Falling for yoga

Falling for yoga

August 22nd, 2010 by Jessie Gable in News

Staff Photo by Laura-Chase McGehee/Chattanooga Times Free Press Participants engage in upward facing dog on their paddle-boards during a 70 minute yoga class held on North Chickamauga Creek taught by Zuddhi Yoga instructor Maggie White (not pictured).

Staff Photo by Laura-Chase McGehee/Chattanooga Times Free Press Participants...

Chattanooga's newest hybrid, paddleboard yoga, puts yogis in a shaky situation as they move through traditional yoga poses while standing on water.
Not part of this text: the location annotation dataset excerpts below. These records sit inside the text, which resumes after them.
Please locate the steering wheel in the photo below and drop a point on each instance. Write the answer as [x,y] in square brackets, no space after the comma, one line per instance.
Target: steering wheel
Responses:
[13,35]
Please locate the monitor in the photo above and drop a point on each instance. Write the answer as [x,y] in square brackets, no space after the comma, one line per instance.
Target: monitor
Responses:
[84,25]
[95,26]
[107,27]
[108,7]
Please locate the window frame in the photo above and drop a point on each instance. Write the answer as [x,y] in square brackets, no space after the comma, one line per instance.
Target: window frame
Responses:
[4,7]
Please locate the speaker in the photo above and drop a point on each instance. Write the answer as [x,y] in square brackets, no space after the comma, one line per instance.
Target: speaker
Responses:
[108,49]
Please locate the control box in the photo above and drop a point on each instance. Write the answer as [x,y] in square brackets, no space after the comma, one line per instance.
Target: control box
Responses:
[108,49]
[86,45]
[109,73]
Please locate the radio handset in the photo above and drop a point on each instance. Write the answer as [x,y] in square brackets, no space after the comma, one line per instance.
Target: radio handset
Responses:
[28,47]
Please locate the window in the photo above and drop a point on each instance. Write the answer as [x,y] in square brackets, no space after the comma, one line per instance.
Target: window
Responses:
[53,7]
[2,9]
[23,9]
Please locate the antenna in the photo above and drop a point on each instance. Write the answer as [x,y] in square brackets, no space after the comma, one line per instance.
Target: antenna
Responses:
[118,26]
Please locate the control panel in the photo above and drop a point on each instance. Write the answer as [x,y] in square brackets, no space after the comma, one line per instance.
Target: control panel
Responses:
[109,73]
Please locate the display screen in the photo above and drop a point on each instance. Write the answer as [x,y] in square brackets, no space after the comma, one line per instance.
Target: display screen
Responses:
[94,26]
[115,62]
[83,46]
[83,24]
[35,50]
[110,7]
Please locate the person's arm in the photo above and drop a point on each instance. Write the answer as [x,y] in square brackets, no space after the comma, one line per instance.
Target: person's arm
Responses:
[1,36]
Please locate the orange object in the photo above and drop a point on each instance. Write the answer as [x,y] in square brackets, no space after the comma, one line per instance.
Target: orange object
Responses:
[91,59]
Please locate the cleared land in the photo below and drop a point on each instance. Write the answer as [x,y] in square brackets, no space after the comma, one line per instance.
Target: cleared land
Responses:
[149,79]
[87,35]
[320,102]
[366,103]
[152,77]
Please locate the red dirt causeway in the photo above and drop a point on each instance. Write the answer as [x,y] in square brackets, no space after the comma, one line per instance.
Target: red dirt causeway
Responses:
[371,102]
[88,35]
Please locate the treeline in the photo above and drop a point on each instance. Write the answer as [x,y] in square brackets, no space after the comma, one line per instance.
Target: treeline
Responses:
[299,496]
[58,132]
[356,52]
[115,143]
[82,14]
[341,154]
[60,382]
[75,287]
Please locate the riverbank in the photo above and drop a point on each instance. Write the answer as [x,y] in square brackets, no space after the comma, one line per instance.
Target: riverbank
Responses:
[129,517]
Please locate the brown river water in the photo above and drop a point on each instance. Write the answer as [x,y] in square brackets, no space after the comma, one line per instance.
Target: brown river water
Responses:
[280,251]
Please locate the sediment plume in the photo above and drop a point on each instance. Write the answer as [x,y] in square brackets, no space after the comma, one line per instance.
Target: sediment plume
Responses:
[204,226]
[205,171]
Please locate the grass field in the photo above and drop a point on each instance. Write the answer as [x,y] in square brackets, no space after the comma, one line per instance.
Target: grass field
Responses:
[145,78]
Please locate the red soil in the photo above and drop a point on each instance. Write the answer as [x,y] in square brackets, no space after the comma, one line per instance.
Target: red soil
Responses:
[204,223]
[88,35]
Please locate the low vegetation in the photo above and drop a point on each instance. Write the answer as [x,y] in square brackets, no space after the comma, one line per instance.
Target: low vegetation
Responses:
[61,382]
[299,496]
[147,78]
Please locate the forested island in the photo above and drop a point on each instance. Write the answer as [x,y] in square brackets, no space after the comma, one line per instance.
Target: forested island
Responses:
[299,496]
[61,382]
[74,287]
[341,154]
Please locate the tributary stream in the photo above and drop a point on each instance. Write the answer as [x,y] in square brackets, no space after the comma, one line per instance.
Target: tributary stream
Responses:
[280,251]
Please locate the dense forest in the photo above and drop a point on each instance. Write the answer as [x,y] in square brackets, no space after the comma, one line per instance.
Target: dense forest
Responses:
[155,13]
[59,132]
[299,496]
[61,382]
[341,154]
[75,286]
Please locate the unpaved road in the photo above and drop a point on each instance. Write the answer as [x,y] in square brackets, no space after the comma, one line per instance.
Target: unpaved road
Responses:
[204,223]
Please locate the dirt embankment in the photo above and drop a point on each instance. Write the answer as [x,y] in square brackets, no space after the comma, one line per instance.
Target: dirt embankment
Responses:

Zuddhi Yoga hosted Chattanooga's first paddleboard yoga class Saturday on North Chickamauga Creek at Greenway Farms in Hixson. More than 20 yogis attended the 75-minute class.

Jessica Ewart, founder of Zuddhi Yoga, said the potential for falling in the water made the class more lighthearted.

"It's not real 'ommmm' serious," said Ewart, humming the sound of a meditative mantra. "It's fun. You can't take your yoga too seriously."

And fall they did. The paddleboard yoga beginners quickly learned that taking away solid ground puts yogis of all skill levels on equal terms. Participants agreed that the hardest pose was "tree," where they stand on one foot.

"We found out that one of the easiest poses on land is the hardest pose on water," Ewart said.

The idea of introducing paddleboard yoga here came from Theresa Rodriguez, co-owner of TBA Gym, who teamed up with Ewart after she saw a YouTube video of paddleboard yoga classes in Florida.


The next chance to practice paddleboard yoga is Saturday. Space is limited. Go to www.zuddhiyoga.com for online registration.

"We all went out for a scouting trip to see how it would work," Rodriguez said. "Once we knew it was easier than we thought, we knew people would be interested in it."

SUP Paddleboards in Chattanooga supplied the boards and gave instructions on how to ride them. Only occasionally were the yogis instructed to use the paddle for balance.

Natalie Phillips, co-owner of SUP Paddleboards, took the class.

"This is harder than regular paddleboarding," Phillips said afterward. "You're trying to reach that next level of being centered. Don't get me wrong, though, paddleboarding alone is hard."

Casey Daniel, a 24-year-old yogi who did not fall in, said she planned on coming back next week.

"It was easier than I thought it would be," Daniel said. "I had no hesitations about it, and I really think beginning yogis would enjoy it."